In contrast with HTTP based Load Balancer, the SSL connection is terminated at instance level. The redirection decision is done at transport and network layer. Because of this, this kind of balance can be used only for stateless connection (2 requests are not guaranteed that will be redirected to the same instance).


Similar with Application Gateway load balancer.

Global Load Balancer
The concept of having a Global Load Balancer can be used when you have multiple deployment of the same system in different Azure Regions. Global Load Balancer runs at Global scale, on all Azure Regions and is able to detect when one of the deployments has issues and can redirect traffic to another one. 
The service that stays behind it is Azure Traffic Manager and allows us to balance the load based on different criterias, including client location. It can be used with success especially for high distributed systems.
In contrast with previous load balancers that in one way or another resides closer to your application (system), Global Load Balancer resides on all Azure Regions and from some perspective is completely outside your system.
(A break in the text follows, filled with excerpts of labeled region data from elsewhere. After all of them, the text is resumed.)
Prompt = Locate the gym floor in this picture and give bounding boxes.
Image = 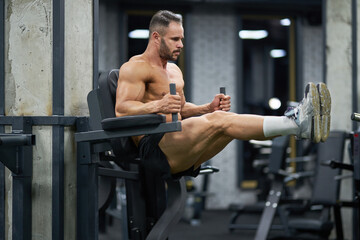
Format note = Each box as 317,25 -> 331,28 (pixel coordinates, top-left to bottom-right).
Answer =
99,210 -> 281,240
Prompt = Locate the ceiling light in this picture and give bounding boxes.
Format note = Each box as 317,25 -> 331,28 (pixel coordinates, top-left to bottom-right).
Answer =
270,49 -> 286,58
280,18 -> 291,26
239,30 -> 268,40
129,29 -> 149,39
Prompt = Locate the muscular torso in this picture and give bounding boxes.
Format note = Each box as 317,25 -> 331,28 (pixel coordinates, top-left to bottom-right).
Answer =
117,55 -> 185,144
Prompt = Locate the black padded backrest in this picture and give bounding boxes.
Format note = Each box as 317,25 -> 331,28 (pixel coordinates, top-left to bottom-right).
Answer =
269,136 -> 289,174
98,69 -> 138,161
312,131 -> 346,205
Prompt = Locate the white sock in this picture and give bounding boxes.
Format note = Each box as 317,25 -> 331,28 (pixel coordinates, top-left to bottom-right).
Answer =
263,116 -> 299,137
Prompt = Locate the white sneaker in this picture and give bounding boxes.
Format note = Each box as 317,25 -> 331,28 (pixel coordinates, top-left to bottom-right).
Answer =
316,83 -> 331,142
285,83 -> 321,143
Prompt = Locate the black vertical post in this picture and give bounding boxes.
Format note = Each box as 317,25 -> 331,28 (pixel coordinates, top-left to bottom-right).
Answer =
76,118 -> 98,240
351,0 -> 358,131
0,1 -> 5,239
52,0 -> 65,240
93,0 -> 99,89
351,0 -> 360,239
236,16 -> 245,187
12,117 -> 33,240
321,0 -> 327,83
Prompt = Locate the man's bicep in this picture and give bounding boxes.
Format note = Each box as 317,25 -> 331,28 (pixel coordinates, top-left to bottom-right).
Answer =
116,66 -> 145,101
115,66 -> 145,115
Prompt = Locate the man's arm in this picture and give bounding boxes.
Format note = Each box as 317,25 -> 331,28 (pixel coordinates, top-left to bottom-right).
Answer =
115,63 -> 180,117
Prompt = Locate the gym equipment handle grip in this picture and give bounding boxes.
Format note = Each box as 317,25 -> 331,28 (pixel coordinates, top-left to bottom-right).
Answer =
220,87 -> 226,95
170,83 -> 178,122
351,113 -> 360,122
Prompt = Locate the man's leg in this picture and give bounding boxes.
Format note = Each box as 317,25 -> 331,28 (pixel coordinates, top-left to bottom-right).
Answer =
159,111 -> 282,173
159,83 -> 331,173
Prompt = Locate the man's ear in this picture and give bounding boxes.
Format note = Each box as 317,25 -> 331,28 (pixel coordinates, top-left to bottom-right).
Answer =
151,31 -> 160,42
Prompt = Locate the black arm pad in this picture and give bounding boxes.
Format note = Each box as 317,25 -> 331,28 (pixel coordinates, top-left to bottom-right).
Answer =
101,114 -> 166,130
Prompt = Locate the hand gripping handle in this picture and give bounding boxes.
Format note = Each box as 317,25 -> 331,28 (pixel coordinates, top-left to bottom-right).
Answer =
170,83 -> 178,122
220,87 -> 226,95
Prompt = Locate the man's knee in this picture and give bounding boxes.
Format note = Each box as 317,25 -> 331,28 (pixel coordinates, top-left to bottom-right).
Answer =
204,111 -> 232,129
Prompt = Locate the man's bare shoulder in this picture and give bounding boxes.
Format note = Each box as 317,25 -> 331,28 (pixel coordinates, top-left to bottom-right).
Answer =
119,56 -> 152,80
168,62 -> 181,73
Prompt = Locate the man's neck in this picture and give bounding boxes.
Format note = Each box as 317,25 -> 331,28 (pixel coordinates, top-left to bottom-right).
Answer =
143,46 -> 168,69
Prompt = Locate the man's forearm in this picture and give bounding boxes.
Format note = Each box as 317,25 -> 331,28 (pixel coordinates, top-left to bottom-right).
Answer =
180,102 -> 212,119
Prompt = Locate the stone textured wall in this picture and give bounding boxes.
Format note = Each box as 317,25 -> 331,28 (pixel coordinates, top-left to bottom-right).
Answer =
5,0 -> 93,240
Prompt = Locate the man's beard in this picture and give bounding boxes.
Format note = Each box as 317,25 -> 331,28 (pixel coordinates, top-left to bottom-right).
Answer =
159,39 -> 180,61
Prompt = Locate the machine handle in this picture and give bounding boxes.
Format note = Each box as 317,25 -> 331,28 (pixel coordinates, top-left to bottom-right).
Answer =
220,87 -> 226,95
351,113 -> 360,122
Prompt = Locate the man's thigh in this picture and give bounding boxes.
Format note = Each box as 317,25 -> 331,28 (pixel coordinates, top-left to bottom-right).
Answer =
159,115 -> 224,172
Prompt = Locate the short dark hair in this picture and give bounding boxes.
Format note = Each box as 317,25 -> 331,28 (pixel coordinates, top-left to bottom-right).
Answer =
149,10 -> 182,35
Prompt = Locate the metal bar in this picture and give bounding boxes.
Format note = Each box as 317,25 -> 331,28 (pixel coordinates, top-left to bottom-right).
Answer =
0,1 -> 5,115
0,116 -> 78,126
93,0 -> 99,89
351,0 -> 358,131
233,15 -> 245,187
52,126 -> 64,240
75,122 -> 181,142
52,0 -> 65,240
12,117 -> 33,240
321,0 -> 327,83
0,163 -> 5,239
76,119 -> 92,240
0,126 -> 5,239
98,167 -> 139,180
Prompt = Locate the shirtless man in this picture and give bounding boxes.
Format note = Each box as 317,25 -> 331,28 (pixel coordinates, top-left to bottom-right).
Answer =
115,11 -> 331,177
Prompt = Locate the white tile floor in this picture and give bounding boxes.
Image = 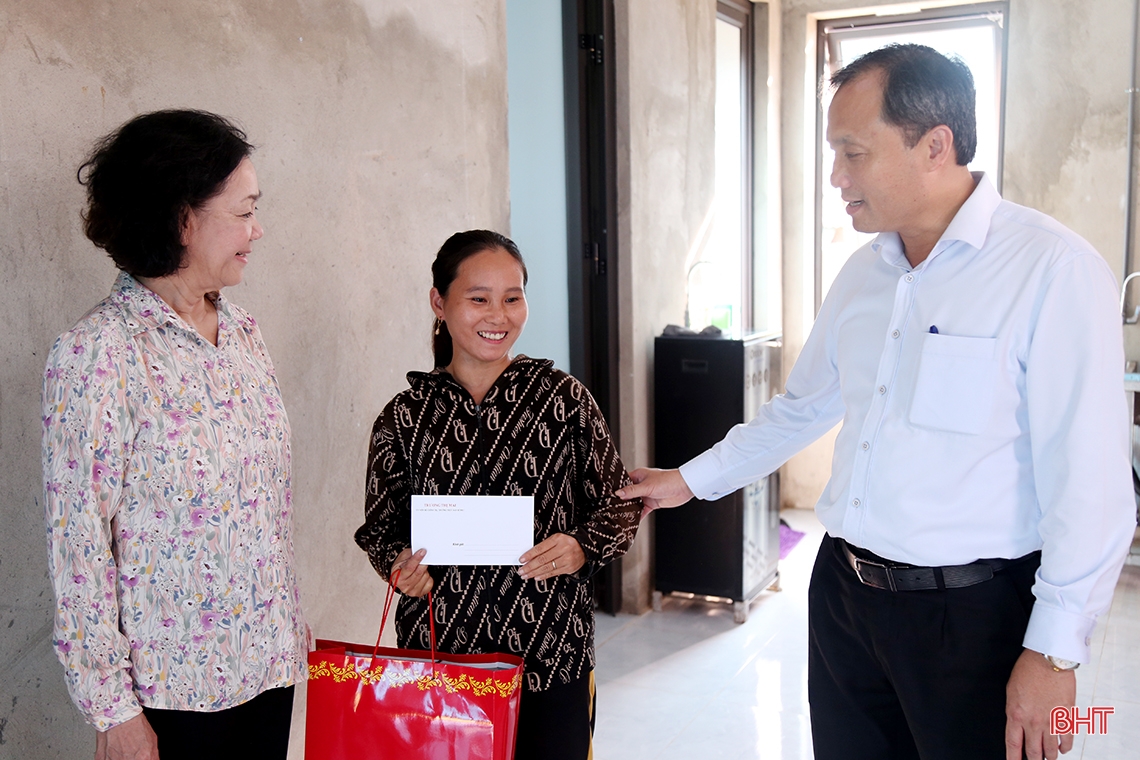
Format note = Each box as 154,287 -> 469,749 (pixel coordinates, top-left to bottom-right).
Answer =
594,509 -> 1140,760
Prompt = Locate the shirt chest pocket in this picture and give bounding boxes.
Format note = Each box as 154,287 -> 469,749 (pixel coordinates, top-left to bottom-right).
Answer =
910,333 -> 998,434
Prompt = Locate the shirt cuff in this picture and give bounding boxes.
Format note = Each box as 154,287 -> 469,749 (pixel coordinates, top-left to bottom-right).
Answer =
681,450 -> 734,501
1023,602 -> 1097,664
86,695 -> 143,732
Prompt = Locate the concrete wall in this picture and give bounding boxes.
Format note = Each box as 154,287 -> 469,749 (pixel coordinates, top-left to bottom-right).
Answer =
0,0 -> 508,760
614,0 -> 716,612
781,0 -> 1140,507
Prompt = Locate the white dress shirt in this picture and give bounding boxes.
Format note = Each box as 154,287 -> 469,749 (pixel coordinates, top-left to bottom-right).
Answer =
681,174 -> 1135,662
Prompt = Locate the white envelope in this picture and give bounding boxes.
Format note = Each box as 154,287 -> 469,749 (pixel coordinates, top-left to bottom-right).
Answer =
412,496 -> 535,565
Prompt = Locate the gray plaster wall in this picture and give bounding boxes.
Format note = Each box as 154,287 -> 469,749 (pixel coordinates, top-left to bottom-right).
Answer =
614,0 -> 716,612
0,0 -> 510,760
780,0 -> 1140,507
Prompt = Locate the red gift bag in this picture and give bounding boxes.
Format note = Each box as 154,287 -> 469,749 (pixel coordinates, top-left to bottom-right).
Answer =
304,577 -> 522,760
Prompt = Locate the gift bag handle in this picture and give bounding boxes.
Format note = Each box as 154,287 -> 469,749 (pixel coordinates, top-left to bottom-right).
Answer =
368,570 -> 435,678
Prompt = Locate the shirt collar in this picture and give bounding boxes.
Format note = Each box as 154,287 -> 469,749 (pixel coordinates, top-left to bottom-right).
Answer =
111,272 -> 233,346
871,172 -> 1001,269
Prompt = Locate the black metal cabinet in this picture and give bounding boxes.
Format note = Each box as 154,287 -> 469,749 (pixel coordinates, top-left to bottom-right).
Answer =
653,335 -> 781,622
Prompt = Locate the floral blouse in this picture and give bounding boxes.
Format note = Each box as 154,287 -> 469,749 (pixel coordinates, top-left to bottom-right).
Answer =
43,273 -> 306,730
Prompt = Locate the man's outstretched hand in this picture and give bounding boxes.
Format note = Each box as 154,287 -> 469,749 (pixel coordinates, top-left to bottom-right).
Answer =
617,467 -> 693,520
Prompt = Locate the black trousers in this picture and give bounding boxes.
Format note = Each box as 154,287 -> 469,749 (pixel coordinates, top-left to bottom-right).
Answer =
515,671 -> 597,760
807,536 -> 1040,760
143,686 -> 293,760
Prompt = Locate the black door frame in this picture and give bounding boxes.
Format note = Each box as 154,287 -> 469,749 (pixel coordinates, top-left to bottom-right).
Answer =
562,0 -> 621,614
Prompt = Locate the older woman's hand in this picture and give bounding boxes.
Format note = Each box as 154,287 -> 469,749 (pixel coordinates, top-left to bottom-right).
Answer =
95,713 -> 158,760
519,533 -> 586,581
389,549 -> 434,596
Can I use multiple Load Balancer for the same system?
Yes, you can and it is highly recommended. Let's take a example of a system that is deployed in multiple location (Asia, USA, Europe). The system is offering a image processing system, that allows people to count how many people are in a picture
The system contains a web endpoint used to submit pictures and a bunch of VMs running Linux that are processing the image. There are different types of VMs that analyze the image (one analyze and do the actual count, one do some pre-processing of the image and other types of VMs are isolate the human faces.


As you can see above in the diagram, Image Pre-Processing and Image Processing are in the same virtual network, behind an internal load balancer and automatically distribute the load. The image analyser VMs are accessible from the web applications - because of this an external load balancer needs to be used.
Web Applications already have an Application Gateway in front of them that balance the load. Additional to this, the system is deployed in 3 different regions across the globe. This means that we need a global load balancer to redirect the requests to the appropriate Azure Region when the system is deployed. Additional to this, global load balancer is able to detect a failure of the system and redirect traffic to the healthy regions, where the system runs as expected.

Conclusion
In this post we discover what are the 4 types of Load Balancers that are available on Azure. We shall remember the following things:

  • Global Load Balancer (Traffic Manager) - It offers us requests distribution across regions
  • HTTP based Load Balancer (Application Gateway) - It offers us requests distribution for HTTP(s) requests for most of Azure Services
  • External Load Balancer - Allows us to balance traffic that comes outside our Virtual Network
  • Internal Load Balancer - Allows us to balance traffic that comes from our Virtual Network to other systems that are in the same Virtual Network
The last two types of load balancers are most common used together with VMs.